On the day when he ought to have been thanking God for bringing him into the light of this life, he chose the works of darkness.. This was a day meant for spiritual joy, not for dancing, and certainly not for women dancing in front of men. What did this dance produce? The oath. And from that? Murder. Root out evil and lawlessness will not flourish. But if evil does take root, it’ll bear fruit, that is, it’ll be put into effect. Herodias’ daughter danced in the midst of the guests and pleased Herod. What else would the harlot-trained girl have learned from her mother, other than to dance provocatively and with such skill as to please Herod greatly. This is why he swore an oath to grant her whatever she wished. This is how rashly the tongues of people run away with them when they lose themselves in the passions of degradation: they blurt out in front of everyone, without thinking, whatever comes into their mind. The girl, schooled by her mother, brought about the hideous decapitation of Saint John, which the venomous Herodias had been wanting to achieve for a long time. I imagine she would have said: “This is the chance we’ve been looking for, my child. You’ve managed, with your dancing feet, to get him to offer me what I wanted. You’ve ended my pain with your skilful song. Let’s bury the man who’s rebuking us. Go quickly and tell Herod: ‘Give me John the Baptist’s head on a platter’ (Matth. 14, 8). What a ferocious and murderous demand! Even though she didn’t have the right to think and enjoy the spectacle of the murder, she outdid everyone in cruelty. What a crazed murderess! Not content with decapitation, you arranged for the head to be brought to you on a platter. What a depraved and debauched woman! Your brutality outstrips even that of blood-stained Jezebel.
The Gospel tells us that the king was saddened. But because he had sworn an oath and had promised in front of his guests, he ordered that she be given the head. He sent to the prison and had John beheaded. Then they set the head on a platter and brought it to the girl and her mother (Matth. 14, 11).
What an evil end to a diabolical coil! Who aimed the stroke of the deathly sword at the saintly head? A lawless servant, who like another Doeg, did not imitate those Jews who with circumspection and bravery stood up to King Saul when he ordered them to murder God’s prophets. “And they brought the head of John on a platter”. What should we call this revel? A banquet or the scene of a murder? What should we call the addle-pated guests? Fellow diners or blood-stained participants?
What an unprecedented sight! What a sinful sight! On the one hand, they were offering chicken and, on the other, a platter with the head of a prophet. From one side, rich clear wine was flowing and from the other the blood of a righteous man was gushing.

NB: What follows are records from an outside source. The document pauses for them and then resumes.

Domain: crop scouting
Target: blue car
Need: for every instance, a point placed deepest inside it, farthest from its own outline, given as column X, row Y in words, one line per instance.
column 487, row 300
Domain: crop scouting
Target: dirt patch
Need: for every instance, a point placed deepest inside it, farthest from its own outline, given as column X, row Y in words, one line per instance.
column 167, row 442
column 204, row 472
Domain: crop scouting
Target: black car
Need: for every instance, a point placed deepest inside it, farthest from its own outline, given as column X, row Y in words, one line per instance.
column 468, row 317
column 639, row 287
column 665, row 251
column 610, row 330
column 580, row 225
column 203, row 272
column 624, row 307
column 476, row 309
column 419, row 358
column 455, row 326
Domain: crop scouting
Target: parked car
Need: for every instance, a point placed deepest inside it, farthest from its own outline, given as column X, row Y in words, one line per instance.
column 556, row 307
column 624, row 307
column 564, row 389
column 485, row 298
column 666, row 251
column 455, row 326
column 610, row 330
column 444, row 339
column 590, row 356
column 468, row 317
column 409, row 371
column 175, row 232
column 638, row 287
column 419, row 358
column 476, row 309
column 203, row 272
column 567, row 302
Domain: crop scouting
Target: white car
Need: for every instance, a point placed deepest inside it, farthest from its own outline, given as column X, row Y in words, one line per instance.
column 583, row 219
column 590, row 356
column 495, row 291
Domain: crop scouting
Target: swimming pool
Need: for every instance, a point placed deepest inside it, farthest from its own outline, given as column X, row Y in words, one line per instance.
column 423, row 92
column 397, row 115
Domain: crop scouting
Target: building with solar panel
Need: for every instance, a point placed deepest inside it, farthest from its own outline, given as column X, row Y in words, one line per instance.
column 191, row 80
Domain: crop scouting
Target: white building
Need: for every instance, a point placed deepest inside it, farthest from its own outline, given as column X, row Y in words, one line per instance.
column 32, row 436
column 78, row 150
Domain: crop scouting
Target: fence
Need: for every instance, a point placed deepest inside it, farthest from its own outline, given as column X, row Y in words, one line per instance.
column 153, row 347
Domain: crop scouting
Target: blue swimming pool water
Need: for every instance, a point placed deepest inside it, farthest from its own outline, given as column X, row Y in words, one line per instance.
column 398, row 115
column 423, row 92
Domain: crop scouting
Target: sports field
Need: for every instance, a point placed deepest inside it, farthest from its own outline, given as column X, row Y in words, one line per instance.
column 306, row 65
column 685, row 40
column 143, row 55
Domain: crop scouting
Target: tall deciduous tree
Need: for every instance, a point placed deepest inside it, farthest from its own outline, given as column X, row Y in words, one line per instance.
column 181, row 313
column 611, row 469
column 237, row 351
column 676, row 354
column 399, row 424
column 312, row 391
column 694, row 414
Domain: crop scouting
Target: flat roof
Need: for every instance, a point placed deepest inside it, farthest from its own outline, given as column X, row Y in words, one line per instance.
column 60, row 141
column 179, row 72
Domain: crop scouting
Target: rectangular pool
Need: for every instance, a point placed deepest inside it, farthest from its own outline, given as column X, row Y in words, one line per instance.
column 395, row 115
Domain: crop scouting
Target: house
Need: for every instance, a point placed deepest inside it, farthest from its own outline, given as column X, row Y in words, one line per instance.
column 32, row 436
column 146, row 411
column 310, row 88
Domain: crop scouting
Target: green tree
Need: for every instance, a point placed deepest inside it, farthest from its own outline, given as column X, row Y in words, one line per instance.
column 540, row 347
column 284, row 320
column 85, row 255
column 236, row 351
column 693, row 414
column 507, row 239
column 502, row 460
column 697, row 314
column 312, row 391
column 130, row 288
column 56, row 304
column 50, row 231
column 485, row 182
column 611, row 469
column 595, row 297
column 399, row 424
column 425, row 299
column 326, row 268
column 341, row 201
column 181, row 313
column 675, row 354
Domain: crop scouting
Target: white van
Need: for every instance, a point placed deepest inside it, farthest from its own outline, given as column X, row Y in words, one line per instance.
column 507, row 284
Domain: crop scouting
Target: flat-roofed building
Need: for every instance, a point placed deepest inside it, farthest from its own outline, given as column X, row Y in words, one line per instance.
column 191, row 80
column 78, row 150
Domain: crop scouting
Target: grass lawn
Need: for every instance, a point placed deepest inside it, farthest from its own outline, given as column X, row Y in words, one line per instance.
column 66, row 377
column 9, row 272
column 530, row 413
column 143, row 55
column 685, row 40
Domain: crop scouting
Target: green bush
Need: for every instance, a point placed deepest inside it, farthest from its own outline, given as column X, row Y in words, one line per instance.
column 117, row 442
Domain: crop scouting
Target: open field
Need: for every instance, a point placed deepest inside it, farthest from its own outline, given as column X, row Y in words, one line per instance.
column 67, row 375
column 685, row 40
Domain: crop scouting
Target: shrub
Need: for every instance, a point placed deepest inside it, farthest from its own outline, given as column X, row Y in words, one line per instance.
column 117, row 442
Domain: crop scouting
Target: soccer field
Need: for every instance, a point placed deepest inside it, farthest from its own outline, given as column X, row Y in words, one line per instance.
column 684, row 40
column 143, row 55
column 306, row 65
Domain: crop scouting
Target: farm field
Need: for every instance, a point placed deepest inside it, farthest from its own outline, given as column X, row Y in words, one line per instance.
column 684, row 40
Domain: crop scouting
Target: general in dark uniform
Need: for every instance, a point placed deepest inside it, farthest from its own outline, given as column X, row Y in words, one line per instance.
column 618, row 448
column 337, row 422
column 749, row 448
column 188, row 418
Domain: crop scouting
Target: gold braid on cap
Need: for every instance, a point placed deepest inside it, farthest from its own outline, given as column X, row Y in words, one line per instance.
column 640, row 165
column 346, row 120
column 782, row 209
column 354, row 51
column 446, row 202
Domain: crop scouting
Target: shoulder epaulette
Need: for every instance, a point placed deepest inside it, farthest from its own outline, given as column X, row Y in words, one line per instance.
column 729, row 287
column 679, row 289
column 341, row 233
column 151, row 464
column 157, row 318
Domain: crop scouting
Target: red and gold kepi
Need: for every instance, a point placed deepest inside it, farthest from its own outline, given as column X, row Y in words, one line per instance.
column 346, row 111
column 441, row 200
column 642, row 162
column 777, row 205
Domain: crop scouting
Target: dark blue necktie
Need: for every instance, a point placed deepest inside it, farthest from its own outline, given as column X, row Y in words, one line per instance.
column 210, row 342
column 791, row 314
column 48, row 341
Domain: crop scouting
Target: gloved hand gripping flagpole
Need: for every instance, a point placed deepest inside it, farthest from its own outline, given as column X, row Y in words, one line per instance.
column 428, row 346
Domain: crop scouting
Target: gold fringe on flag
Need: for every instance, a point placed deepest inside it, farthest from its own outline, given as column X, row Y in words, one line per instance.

How terrible it is for me to say it and dreadful to express!
“And they gave it to the girl and she took it to her mother”. What a sinful sight! Alas! How utterly macabre! The invaluable head was exchanged for a worthless action; the pure and inviolate head, worthy of respect even from the angels, was given for an accursed and impious act. And she handed it to her mother as if she were giving her well-cooked food. To her who in her manic fury had directed the death, as if the child were saying: “Here you are, mother, meat of the flesh of him who lived on earth as if fleshless. Drink the blood of the faster. Once and for all we’ve now shut the mouth of him who rebuked us”.